Daring Bakers: May Challenge

Posted on by Jennie

This month, Corelyn and I joined the Daring Bakers.

The May 2010 Daring Bakers’ challenge was hosted by Cat of Little Miss Cupcake. Cat challenged everyone to make a piece montée, or croquembouche, based on recipes from Peter Kump’s Baking School in Manhattan and Nick Malgieri.

A Piece Montée is basically a cake made of cream puffs that are filled with custard and dipped in caramel or chocolate, then built into a cone. Here’s a finished one, so you get the idea:

Please excuse the cracker box in the background. After Cor and I both burned ourselves, we didn’t have it in us to stage the piece montée properly.

This is making the crème patissiere. I choose to make the coffee flavored one.

Notice the constant whisking on the back burner. Because we didn’t have enough foresight to move the grits to the back burner. Which, my friends, is another post.

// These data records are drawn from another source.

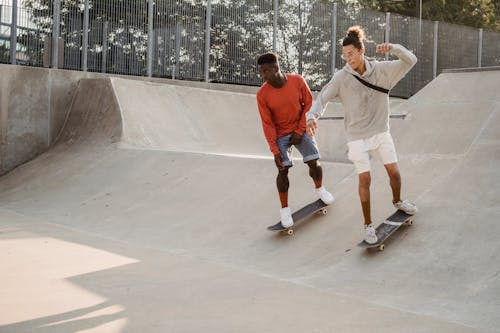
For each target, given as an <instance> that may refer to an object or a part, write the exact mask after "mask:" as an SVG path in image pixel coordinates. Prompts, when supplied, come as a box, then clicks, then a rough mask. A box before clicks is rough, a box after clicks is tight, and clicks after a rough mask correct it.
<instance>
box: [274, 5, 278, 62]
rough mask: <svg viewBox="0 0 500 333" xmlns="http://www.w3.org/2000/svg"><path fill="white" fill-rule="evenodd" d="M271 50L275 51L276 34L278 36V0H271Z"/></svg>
mask: <svg viewBox="0 0 500 333" xmlns="http://www.w3.org/2000/svg"><path fill="white" fill-rule="evenodd" d="M273 9H274V15H273V52H276V36H278V0H274V1H273Z"/></svg>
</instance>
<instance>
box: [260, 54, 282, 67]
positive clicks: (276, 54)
mask: <svg viewBox="0 0 500 333" xmlns="http://www.w3.org/2000/svg"><path fill="white" fill-rule="evenodd" d="M257 64H258V65H265V64H271V65H277V64H278V55H277V54H276V53H273V52H267V53H264V54H262V55H260V56H259V58H258V59H257Z"/></svg>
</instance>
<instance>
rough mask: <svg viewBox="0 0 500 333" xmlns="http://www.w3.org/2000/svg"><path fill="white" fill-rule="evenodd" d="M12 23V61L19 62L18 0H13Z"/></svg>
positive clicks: (11, 33)
mask: <svg viewBox="0 0 500 333" xmlns="http://www.w3.org/2000/svg"><path fill="white" fill-rule="evenodd" d="M11 22H12V23H11V25H10V63H11V64H12V65H15V64H16V63H17V61H16V56H17V0H12V21H11Z"/></svg>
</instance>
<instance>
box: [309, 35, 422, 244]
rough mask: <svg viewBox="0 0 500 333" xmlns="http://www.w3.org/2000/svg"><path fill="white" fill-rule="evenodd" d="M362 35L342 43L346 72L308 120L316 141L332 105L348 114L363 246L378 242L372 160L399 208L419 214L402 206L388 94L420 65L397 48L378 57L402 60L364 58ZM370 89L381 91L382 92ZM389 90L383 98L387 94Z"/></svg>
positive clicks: (406, 201) (393, 49)
mask: <svg viewBox="0 0 500 333" xmlns="http://www.w3.org/2000/svg"><path fill="white" fill-rule="evenodd" d="M363 39H364V31H363V30H362V29H361V28H360V27H359V26H354V27H351V28H349V29H348V31H347V34H346V36H345V38H344V39H343V42H342V46H343V47H342V59H344V60H345V61H346V65H345V66H344V68H342V69H341V70H339V71H338V72H336V73H335V74H334V75H333V78H332V79H331V80H330V82H329V83H327V84H326V85H325V86H324V87H323V89H322V90H321V92H320V93H319V95H318V96H317V98H316V100H315V101H314V103H313V105H312V107H311V109H310V111H309V112H308V113H307V114H306V120H307V131H308V133H309V134H310V135H314V134H315V131H316V129H317V120H318V119H319V118H320V117H321V115H322V114H323V113H324V111H325V109H326V106H327V104H328V102H330V101H334V100H339V101H340V102H341V103H342V105H343V106H344V110H345V128H346V133H347V141H348V142H347V146H348V149H349V152H348V157H349V159H350V160H351V161H352V162H353V163H354V165H355V167H356V170H357V172H358V177H359V186H358V190H359V197H360V200H361V207H362V210H363V217H364V225H365V241H366V242H367V243H369V244H374V243H376V242H377V235H376V233H375V228H374V227H373V225H372V221H371V209H370V183H371V176H370V155H372V156H375V157H377V158H378V159H380V160H381V161H382V163H383V164H384V166H385V169H386V170H387V174H388V175H389V179H390V185H391V189H392V195H393V200H392V202H393V204H394V206H395V207H396V208H398V209H401V210H403V211H405V212H406V213H408V214H412V215H413V214H415V213H416V212H417V207H416V206H415V205H414V204H413V203H411V202H409V201H408V200H401V175H400V172H399V168H398V163H397V155H396V149H395V147H394V142H393V140H392V136H391V134H390V130H389V95H388V93H387V92H388V91H389V90H390V89H391V88H393V87H394V86H395V85H396V83H397V82H398V81H399V80H401V79H402V78H403V77H404V76H405V75H406V73H408V72H409V71H410V69H411V68H412V67H413V66H414V65H415V64H416V62H417V58H416V57H415V55H413V53H411V52H410V51H408V50H407V49H406V48H404V47H403V46H401V45H399V44H389V43H385V44H379V45H377V47H376V52H377V53H387V52H390V53H392V54H393V55H395V56H396V57H398V58H399V59H398V60H392V61H381V62H379V61H377V60H374V59H371V58H367V57H365V55H364V53H365V47H364V44H363ZM356 76H357V77H358V78H360V79H362V80H364V81H365V82H368V84H371V85H373V86H376V87H377V88H383V89H381V90H382V91H380V89H379V90H376V89H374V88H373V86H372V87H369V86H367V85H365V84H363V83H362V82H361V81H359V79H358V78H356ZM384 89H386V91H385V92H384V91H383V90H384Z"/></svg>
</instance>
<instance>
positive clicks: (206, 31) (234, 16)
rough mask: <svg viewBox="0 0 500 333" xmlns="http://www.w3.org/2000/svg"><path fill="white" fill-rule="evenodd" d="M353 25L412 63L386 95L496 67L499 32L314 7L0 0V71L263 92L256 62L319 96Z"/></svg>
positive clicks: (69, 1)
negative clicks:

Adding the espresso to the custard. Mmm mmm good.

Finish custard the day after — we let it chill overnight.

This is our Pate a Choux. (Basically, this is the cream puff recipe.)

Problem Number 1: We lost the pastry tip after a handful of cream puffs were laid out.


Solution Number 1: What you didn’t see was our transfer from a gallon sized plastic bag to a freezer quart bag. Much better.

All laid out. Whew!

Brush on that egg wash.

And, just like that, they’re done!

What you didn’t see: cooling. We let them cool, whilst eating Indian food. Now, onwards, to the assembly!

Corelyn gets ready to fill those suckers, while I work on the caramel glaze to hold them together.

Checking the recipe…

Checking the caramel…

Stirring, looking good…

Corelyn’s done poking holes.

Filling the cream puffs….

Almost there….and the words, “How do you know when it’s done? I can’t tell, it’s not really clear, but it is amber colored…”

Problem Number 2: Jennie burns the caramel.

Let’s review: Corelyn’s cream puff filling = perfect.

And Jennie’s caramel making = disaster.

And, so we try again. Please notice the placement of the recipe: closer, nearer, better positioned, in case I panic again.

It gets serious: Corelyn looks for smoke, I get ready to stir.

Looking good so far…

Ahh, yes, hello caramel….

“Is it ready?”

Yes! It is. But it was going to harden fast. Ready?

As you can see, it’s already starting to harden. Yikes!!

We had to melt the caramel again, since it was hard.

Now, remember that Corelyn is stacking, I am dipping and Jeff, dear Jeff, is photographing.

Problem Number 3:The caramel is SO HOT that Corelyn and I both burn ourselves.


It’s leaning, just a little, because of our speedy assembly.

See the caramel threads? I made them because it was the fancy thing to do. They do NOT look fancy. They look like cobwebs are growing on my piece montée.